Alternatively just copy the Outlook.pst file to a CD. In Windows XP you will find it in: C:\Documents and Settings\<yourname>\Local Settings\Application Data\Microsoft\Outlook. To restore it, or move it to another computer first rename the existing outlook.pst folder to outlook.old then copy your backup file into the same location.


Incidentally a few readers had problems seeing their emails after moving the Outlook Express store folder. The solution is to go to the View menu then Current View and make sure 'Show All Messages' is checked, also ensure that none of the other Current View 'Hide' options are ticked. Several readers also asked about how to import messages from the Store folder. The correct procedure is to go to File > Import > Messages > Microsoft Outlook Express 6 > Next > Import from OE Store Directory > OK >
Browse -- navigate your way to your Message Store Folder, highlight it and follow the prompts.



Phone Calls disconnect Broadband

My BT Broadband disconnects each time a phone call is received or made. BT is unable to fix it, contenting themselves with assuring me that the line is okay.  What can I do to resolve the problem?

Phil Thompson 


BT may well be right and the problem is at your end. Have you fitted ‘microfilters’ to all of the devices connected to your telephone line? That includes any other PCs with dial-up modems, fax machine, extension bells and your Sky box, if you have one. Microfilters have also been known to be faulty.


Another possibility is that you have exceeded the REN (Ringer Equivalence Number). Every device connected to the line should have a sticker on the underside with a REN number and if they add up to more than 4 you may have a problem. See what happens if you unplug everything except your broadband modem and your main phone. If your REN is higher than 4 you could try using a 'booster', which increases your line’s REN from 4 to 11, Maplin Electronics sell one for £40 (http://tinyurl.com/2g9p6m). Otherwise permanently disconnect something or get a second line. Finally, if you have Call Waiting ask BT to switch it off and see if that makes a difference.

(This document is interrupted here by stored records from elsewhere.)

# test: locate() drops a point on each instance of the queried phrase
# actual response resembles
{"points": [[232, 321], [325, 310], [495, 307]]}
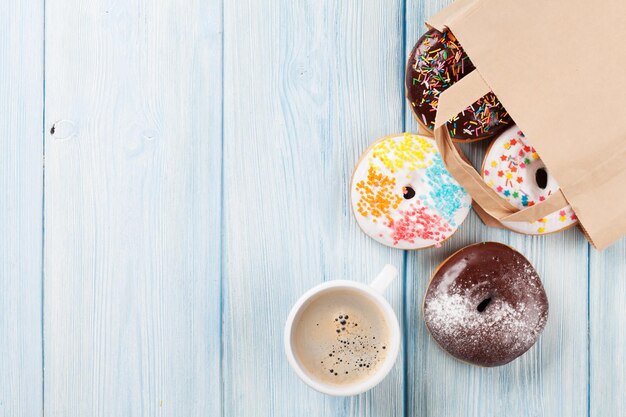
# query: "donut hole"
{"points": [[408, 192], [483, 304], [541, 177]]}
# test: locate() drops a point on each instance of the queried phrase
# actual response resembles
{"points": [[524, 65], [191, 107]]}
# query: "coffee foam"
{"points": [[341, 337]]}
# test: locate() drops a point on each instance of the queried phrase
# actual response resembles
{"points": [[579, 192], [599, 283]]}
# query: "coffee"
{"points": [[341, 337]]}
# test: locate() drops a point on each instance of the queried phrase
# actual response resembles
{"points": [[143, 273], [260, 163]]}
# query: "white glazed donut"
{"points": [[514, 170], [403, 196]]}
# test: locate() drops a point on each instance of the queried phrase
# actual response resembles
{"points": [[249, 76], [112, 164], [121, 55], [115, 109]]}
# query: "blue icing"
{"points": [[446, 194]]}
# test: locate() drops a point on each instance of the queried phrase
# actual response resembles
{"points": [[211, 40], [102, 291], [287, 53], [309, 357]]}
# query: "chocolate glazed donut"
{"points": [[436, 62], [485, 304]]}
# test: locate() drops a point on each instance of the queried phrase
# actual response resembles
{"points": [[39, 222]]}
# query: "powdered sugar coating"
{"points": [[404, 197], [512, 318]]}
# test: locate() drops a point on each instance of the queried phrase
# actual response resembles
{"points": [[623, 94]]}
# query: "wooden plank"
{"points": [[607, 327], [132, 213], [21, 185], [308, 85], [550, 379]]}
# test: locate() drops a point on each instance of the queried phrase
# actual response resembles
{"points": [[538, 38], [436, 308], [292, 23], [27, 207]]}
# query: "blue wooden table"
{"points": [[173, 175]]}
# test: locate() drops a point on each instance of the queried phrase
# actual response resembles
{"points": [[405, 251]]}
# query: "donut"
{"points": [[403, 196], [436, 62], [485, 304], [514, 170]]}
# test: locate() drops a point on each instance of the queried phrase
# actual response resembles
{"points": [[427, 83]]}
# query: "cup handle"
{"points": [[384, 278]]}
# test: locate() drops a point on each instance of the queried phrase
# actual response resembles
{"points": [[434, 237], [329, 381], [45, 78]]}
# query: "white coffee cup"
{"points": [[374, 293]]}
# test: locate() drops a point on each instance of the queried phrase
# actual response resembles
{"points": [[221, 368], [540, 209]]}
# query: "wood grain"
{"points": [[132, 213], [198, 159], [308, 85], [551, 378], [607, 330], [21, 193]]}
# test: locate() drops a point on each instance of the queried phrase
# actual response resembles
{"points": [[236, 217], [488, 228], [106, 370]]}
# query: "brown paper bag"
{"points": [[558, 68]]}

Are Faulty DVDs Recoverable?

I use a Sony DVD recorder to record horse races from the television on to its hard drive (HDD), before burning them on to a blank re-writeable DVD, which can be replayed on a laptop. Occasionally (and infuriatingly) the dubbing element jams and renders the DVD unplayable. The display reads ‘Disc error.  Cannot display titles for this disc’, and the laptop reads the disc as blank. Is the material already recorded on the DVD retrievable, or has it gone for good?

Ian Lamont, by email


The data is almost certainly there but it sounds as though there’s a problem with the compilation of the disc’s Table of Contents or ‘TOC’ file. If this is corrupt the disc is effectively unplayable by any normal means, though it may be possible to recover a recording using specialist software. If it has been happening on the same disc then there’s a good chance it is faulty, so stop using it. You could also try switching to another brand, and if your recorder’s drive hasn’t been cleaned recently treat it to a run-through with a good quality cleaning kit.



IPod Running out of Steam

I have a 1-gigabyte iPod. The battery keeps running out after about 6 hours (instead of the predicted 14 hours) forcing me to recharge it more often than I would like. Is there anything I can do?

Richard Briggs, by email


The running times quoted for rechargeable gadgets are famously optimistic and rarely reflect real world conditions. As a rule of thumb if you divide the manufacturer’s figure by two you won’t be disappointed... Rechargeable batteries, especially lithium ion types, start to deteriorate from the day they are made and their capacity can fall by as much as 50 percent with as little as 2 – 3 years of use. Replacement batteries for the iPod, which has had its fair share of battery problems, are widely available and sensibly priced DIY kits are available for those whose warranties have expired, and are handy with a screwdriver.